Clinical Symptoms Related to CPPD
According to EULAR recommendations for terminology and diagnosis, 4 different clinical settings are associated with CPPD diseases:
- 1.
Asymptomatic CPPD with no apparent clinical consequence
- 2.
OA with CPPD
- 3.
Acute CPP crystal arthritis (replacing the term pseudogout)
- 4.
Chronic CPP crystal inflammatory arthritis
Less commonly, atypical or periarticular CPP crystals may associate with tendinitis, bursitis, tumoral CPPD (especially in the temporomandibular joint and the foramen magnum), and acute spinal pain related to spine involvement.
Asymptomatic CPPD
Asymptomatic CPPD is CPPD with no apparent clinical consequence.

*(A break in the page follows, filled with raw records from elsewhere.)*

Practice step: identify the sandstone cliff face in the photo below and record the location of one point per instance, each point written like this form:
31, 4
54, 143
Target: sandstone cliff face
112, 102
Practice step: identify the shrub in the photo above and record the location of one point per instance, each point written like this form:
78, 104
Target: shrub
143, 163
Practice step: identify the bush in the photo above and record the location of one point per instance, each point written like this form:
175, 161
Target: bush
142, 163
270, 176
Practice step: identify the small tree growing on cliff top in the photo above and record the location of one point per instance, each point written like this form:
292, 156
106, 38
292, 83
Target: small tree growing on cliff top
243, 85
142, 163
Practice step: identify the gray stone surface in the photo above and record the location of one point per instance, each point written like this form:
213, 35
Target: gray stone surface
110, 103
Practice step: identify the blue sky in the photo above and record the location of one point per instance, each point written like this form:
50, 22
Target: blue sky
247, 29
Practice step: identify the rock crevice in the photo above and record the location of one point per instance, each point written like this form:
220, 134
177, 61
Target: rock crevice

It may consist of isolated cartilage or fibrocartilage calcifications detected by plain radiographs (chondrocalcinosis [CC]), or OA with CPP crystals. Radiologic CC is not always caused by CPPD and is often an incidental finding. We and other investigators have shown that CPP and BCP crystals coexist in 20% of OA articular tibia cartilages harvested at the time of total joint arthroplasty. The prevalence of CC varies from 3.7% in patients aged 55 to 59 years to 17.5% in patients aged 80 to 84 years.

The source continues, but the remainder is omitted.